In New Orleans last week, judge, jury and court relived the murder of John F. Kennedy. District Attorney Jim Garrison and his staff flashed onto a portable screen the color film of the assassination in Dallas that had been taken by Businessman Abraham Zapruder.

The prosecution hoped the film would convincingly demonstrate that at least one of the bullets that struck the President came from the front. Assistant District Attorney James Alcock argued: "If the state can prove that the President was shot from more than one direction, the state in effect has proved a conspiracy." One sequence--which was shown in slow motion and frame by frame--clearly shows the President falling backward in his seat, an unlikely occurrence if he were being struck by bullets from the rear. However, the Warren Commission Report has already met this objection by noting that Kennedy fell backward because his chauffeur had speeded up the car when the shooting began.

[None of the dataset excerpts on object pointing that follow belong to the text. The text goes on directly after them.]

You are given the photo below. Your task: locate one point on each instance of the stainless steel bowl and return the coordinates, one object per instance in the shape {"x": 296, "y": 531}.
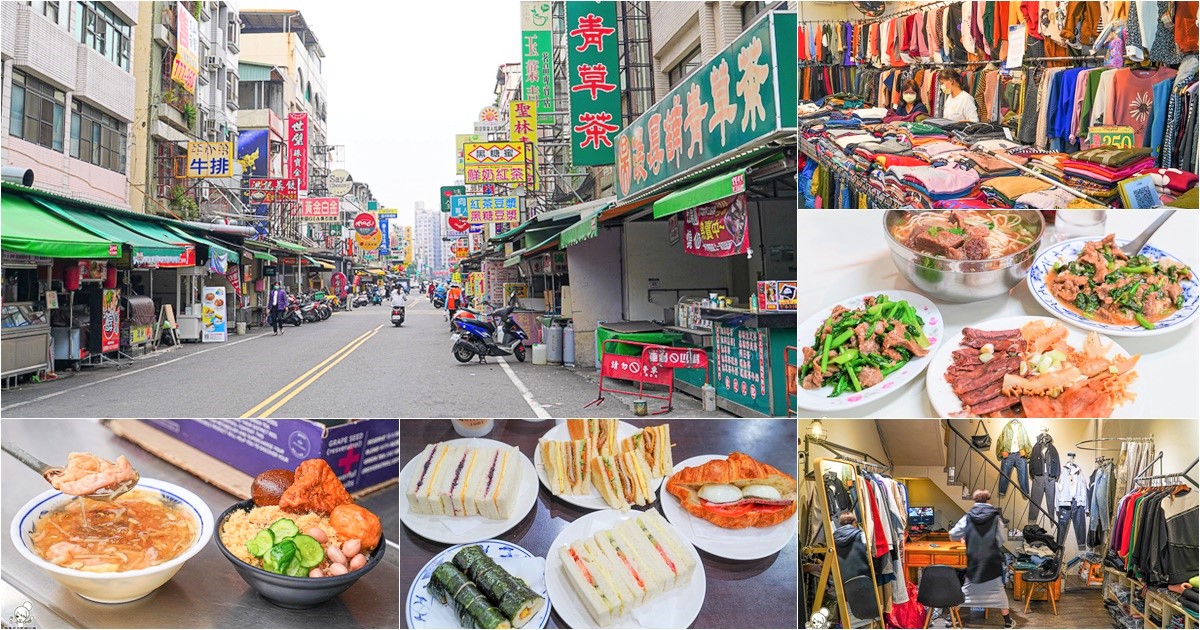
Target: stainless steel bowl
{"x": 963, "y": 281}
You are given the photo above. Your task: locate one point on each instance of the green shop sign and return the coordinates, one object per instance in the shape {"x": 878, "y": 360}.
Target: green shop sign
{"x": 537, "y": 71}
{"x": 736, "y": 99}
{"x": 593, "y": 75}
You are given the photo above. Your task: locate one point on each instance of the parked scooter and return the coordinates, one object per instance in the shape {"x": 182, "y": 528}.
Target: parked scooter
{"x": 498, "y": 335}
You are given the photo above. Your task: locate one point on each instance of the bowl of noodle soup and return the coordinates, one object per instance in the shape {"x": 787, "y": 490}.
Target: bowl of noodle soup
{"x": 118, "y": 551}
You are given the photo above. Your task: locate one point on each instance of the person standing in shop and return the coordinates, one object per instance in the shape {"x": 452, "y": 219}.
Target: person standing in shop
{"x": 959, "y": 105}
{"x": 1013, "y": 450}
{"x": 985, "y": 532}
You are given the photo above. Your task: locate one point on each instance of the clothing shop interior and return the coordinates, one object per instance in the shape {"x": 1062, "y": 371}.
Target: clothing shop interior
{"x": 972, "y": 103}
{"x": 999, "y": 523}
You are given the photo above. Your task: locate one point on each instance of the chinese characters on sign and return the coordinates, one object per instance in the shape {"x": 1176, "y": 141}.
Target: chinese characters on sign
{"x": 271, "y": 190}
{"x": 210, "y": 160}
{"x": 319, "y": 209}
{"x": 537, "y": 73}
{"x": 297, "y": 160}
{"x": 593, "y": 78}
{"x": 725, "y": 105}
{"x": 717, "y": 229}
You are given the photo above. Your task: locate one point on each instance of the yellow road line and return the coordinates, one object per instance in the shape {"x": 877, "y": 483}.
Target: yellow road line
{"x": 343, "y": 351}
{"x": 318, "y": 375}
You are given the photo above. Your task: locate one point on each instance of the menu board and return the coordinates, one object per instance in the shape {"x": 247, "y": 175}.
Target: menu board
{"x": 742, "y": 366}
{"x": 213, "y": 315}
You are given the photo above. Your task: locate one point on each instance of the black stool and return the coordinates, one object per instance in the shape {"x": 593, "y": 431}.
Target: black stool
{"x": 940, "y": 588}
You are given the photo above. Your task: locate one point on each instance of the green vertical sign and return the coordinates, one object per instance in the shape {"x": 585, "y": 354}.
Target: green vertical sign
{"x": 537, "y": 71}
{"x": 594, "y": 79}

As the jurors leaned forward intently, Businessman Clay Shaw, accused of having conspired to commit the murder, stood next to the jury box, chain smoking, his face impassive.

Truth Serum. The state's key witness, Book Salesman Perry Russo, was severely handled by Defense Counsel Irvin Dymond. On crossexamination, Dy-mond led Russo carefully through the events of the party at which he said that he had heard Shaw, Lee Oswald and David Ferric, a former airlines pilot, discuss ways of killing the President. After two days of contradiction-riddled testimony, Russo made the state's case as shaky as JellO. He also displayed considerable antagonism toward Garrison and his staff, who had extracted depositions from him under hypnotism and the influence of Sodium Pentothal, a so-called truth serum. Russo admitted that he never heard either Shaw or Oswald agree to murder Kennedy--only Ferric actually said he would do so. He added that Ferric indulged in such talk so often that Russo considered the conversation more of a "bull session" than a conspiracy.

The state did make one possibly significant point. Russo has insisted that Shaw was introduced to him as "Clem Bertrand." A veteran mailman, James Hardiman, swore that he had delivered letters addressed both to Clay Shaw and to Clem Bertrand at the French Quarter home of Jeff Biddison, a close friend of Shaw. Even so, that did not make Shaw a member of a conspiracy.

At week's end another of Garrison's witnesses backfired. Special FBI Agent Lyndal Shaneyfelt testified that he had minutely examined the Zapruder film, as well as enlarged prints of the fatal shot that shattered Kennedy's head. Asked Defense Attorney Dymond: "Based on your examination, have you found any photographic evidence to indicate that the shots that hit President Kennedy came from any direction other than his right rear?" Replied Shaneyfelt: "I did not."